A local podiatrist is now using an advanced form of noninvasive, electronic treatment intended to relieve the pain of patients who have medical conditions including Achilles tendinitis, heel spurs, and plantar fasciitis.

The nondescript appearance of the portable treatment device, which is housed in a beige case with an extendable boom, belies the complexity of the medical mechanism functioning within.

Known as “extracorporeal shock wave therapy,” the treatment approach employs an electromagnetic/acoustic shock wave generator. The generated shock waves move through a water-filled vessel and into an acoustic lens. The acoustic lens focuses the pulsating shock waves for the treatment of foot/ankle maladies.

Joel S. Segalman, MD, who has medical offices in Newtown and Waterbury, said the shock wave treatment intentionally causes an inflammation of the bodily tissue toward which the shock waves are aimed. After the inflammation subsides, a “revascularization” occurs, improving blood flow in the area, thus fostering healing, the doctor explained.

Patients treated with shock wave therapy typically are those who have not had success with other treatment methods, Dr Segalman said. The doctor began working with the technique in August 2003. Patients who have been treated with shock waves have reported a high success rate, he said. Many of the patients whom Dr Segalman treats have sports-related injuries.

Shock wave treatment offers the prospect of successful healing for patients for whom other treatments have failed, Dr Segalman said.

Typically, patients receive three well-spaced shock wave therapy sessions. Although the therapy may induce some patient discomfort, there are virtually no adverse side effects caused by the use of low-energy shock wave therapy, Dr Segalman said. Each treatment session lasts between 11 and 15 minutes.

Shock wave treatment offers patients definite medical results, akin to those that are produced by surgery, but without the need to undergo the complexities of surgery, the doctor said. In that sense, shock wave treatment is better than surgery, he said.

The shock wave modality is becoming a more popular form of treatment in western Connecticut, Dr Segalman said. Besides foot and ankle problems, shock wave equipment may be used by other doctors to treat elbow, arm, shoulder, wrist, pelvis, hip, groin, and knee problems.

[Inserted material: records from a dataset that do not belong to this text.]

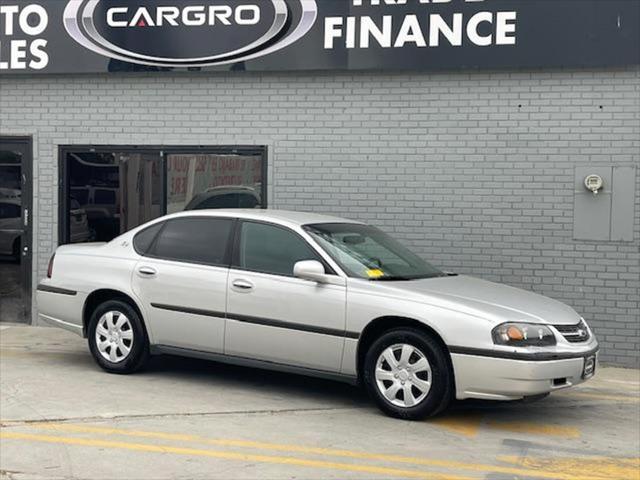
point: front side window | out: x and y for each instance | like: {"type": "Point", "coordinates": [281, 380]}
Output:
{"type": "Point", "coordinates": [366, 252]}
{"type": "Point", "coordinates": [143, 240]}
{"type": "Point", "coordinates": [271, 249]}
{"type": "Point", "coordinates": [201, 240]}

Because the equipment is quite expensive, the portable shock wave generator used in the treatment is transported to various doctors’ offices, where it is used on a rotating basis.

Dr Segalman estimates that about 40 of his patients have received shock wave treatments since he began using the equipment last August. Of that number, approximately 85 percent of the patients treated have experienced good results, he said.

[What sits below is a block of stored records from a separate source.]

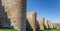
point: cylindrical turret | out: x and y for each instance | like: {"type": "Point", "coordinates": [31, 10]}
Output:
{"type": "Point", "coordinates": [16, 11]}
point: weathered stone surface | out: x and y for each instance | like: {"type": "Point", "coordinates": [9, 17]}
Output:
{"type": "Point", "coordinates": [41, 23]}
{"type": "Point", "coordinates": [31, 18]}
{"type": "Point", "coordinates": [16, 11]}
{"type": "Point", "coordinates": [46, 24]}
{"type": "Point", "coordinates": [49, 24]}
{"type": "Point", "coordinates": [52, 25]}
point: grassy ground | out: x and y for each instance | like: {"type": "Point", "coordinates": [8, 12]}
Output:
{"type": "Point", "coordinates": [6, 29]}
{"type": "Point", "coordinates": [51, 30]}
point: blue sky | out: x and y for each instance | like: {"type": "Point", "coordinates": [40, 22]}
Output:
{"type": "Point", "coordinates": [49, 9]}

Other treatments for patients with Achilles tendintis, heel spurs, and plantar fasciitis include cortisone injections, physical therapy, and surgery, plus the use of orthotics, anti-inflammatory drugs, and night splints.

Dr Segalman said he expects that the relatively high cost of shock wave treatment will decline as it becomes a more popular therapy. The doctor said that as shock wave treatment becomes a preferred form of therapy for foot/ankle disorders, he hopes that its use will become more widely reimbursable by medical insurance firms.